The Yorkshire Mafia is a community built around LinkedIn that was founded in November 2008 by Geoff Shepherd. Its headquarters are in Leeds. It provides its 22,000 regional business members with a platform to build professional relationships, obtain necessary skills from established entrepreneurs and trade with each other.

The Yorkshire Mafia hosts some of the biggest business-to-business events in the North England. Events include small round-table discussions, social events, Leeds Business Week and an annual conference, Buy Yorkshire. The Yorkshire Mafia uses these events to facilitate the building of business relationships for multiple businesses across the county.

== Overview ==

The Yorkshire Mafia depends on social media networks, grown out of a LinkedIn-based networking group to encourage local businesses. In its second conference in April 2012, delegates heard from Wade Burgess, LinkedIn director of northern Europe, and Ivan Heneghan, head of strategic client services at Facebook. Around 3,000 attended the event.

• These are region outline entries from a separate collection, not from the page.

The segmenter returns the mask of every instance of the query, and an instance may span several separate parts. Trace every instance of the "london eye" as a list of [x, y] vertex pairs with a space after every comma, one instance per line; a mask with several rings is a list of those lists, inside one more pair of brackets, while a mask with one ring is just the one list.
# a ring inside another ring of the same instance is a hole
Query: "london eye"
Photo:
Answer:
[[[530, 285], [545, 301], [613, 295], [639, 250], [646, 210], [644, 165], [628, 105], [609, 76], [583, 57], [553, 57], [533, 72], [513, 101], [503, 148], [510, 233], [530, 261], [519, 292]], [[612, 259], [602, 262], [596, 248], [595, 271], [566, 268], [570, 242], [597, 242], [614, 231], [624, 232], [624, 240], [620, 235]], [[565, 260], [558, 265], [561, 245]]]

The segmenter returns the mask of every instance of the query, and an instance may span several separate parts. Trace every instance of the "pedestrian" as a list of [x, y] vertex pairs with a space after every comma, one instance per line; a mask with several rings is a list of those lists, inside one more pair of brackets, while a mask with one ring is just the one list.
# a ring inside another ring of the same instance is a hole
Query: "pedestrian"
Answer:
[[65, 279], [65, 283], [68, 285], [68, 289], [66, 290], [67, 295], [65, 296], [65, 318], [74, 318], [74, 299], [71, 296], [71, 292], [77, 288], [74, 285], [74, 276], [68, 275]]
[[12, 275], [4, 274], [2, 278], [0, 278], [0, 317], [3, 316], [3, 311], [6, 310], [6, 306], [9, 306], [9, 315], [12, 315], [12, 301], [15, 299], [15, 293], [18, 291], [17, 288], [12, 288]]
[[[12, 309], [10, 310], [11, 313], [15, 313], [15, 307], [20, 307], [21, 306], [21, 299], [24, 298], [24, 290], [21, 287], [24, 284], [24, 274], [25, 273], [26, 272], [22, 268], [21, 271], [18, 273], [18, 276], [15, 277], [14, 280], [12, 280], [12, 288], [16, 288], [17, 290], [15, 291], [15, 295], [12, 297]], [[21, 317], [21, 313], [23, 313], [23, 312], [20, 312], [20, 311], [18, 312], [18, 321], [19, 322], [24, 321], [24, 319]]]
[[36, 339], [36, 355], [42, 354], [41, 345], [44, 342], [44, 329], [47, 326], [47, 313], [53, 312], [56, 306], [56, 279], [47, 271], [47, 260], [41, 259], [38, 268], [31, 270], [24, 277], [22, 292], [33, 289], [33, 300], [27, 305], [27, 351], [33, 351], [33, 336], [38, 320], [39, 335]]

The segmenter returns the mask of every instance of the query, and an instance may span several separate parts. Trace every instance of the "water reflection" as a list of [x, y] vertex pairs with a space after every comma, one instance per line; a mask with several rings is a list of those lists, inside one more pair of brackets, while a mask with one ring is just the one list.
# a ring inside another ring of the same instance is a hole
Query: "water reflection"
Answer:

The motto of the group is: "a tight-knit group of diverse industry executives who share a homogenous interest in the advancement of the Yorkshire region."

== Events ==

=== Skill Will ===

One of the events held by Yorkshire Mafia is Skill Will. Skill Will is a Social Enterprise offering business, public, charity and social enterprise sectors the opportunity to meet, connect and support each other through partnership opportunities and programmes.

Skill Will was originally set up for businesses and charities across Yorkshire, but the organization has now spread across United Kingdom.
Businesses are offered targeted assistance enabling volunteers to improve their skills, create new contacts and raise morale within businesses.

=== Other events ===
Yorkshire Mafia facilitates better relationships by bringing businesses together in Yorkshire in order to promote healthy relationships among them. Buy Yorkshire, an annual conference, is one of such events to promote such activities in the region where different businesses have a chance to interact with one another.

The Yorkshire Mafia also organizes Leeds Business Week where different organizations from across the city joined up as "Event Partners" to organize their own business events in support of the exercise.
Companies such as The Institute of Directors, 4Networking, Irwin Mitchell, Northern Ballet, Leeds City Council, Propaganda, Barclays were among the attendees.

Geoff Shepherd, chairman of The Yorkshire Mafia, said: "Leeds is the third largest city in the UK. It should already have a well-established Business Week that brings its business community together. It doesn’t and being a can-do organisation we decided to lead the charge."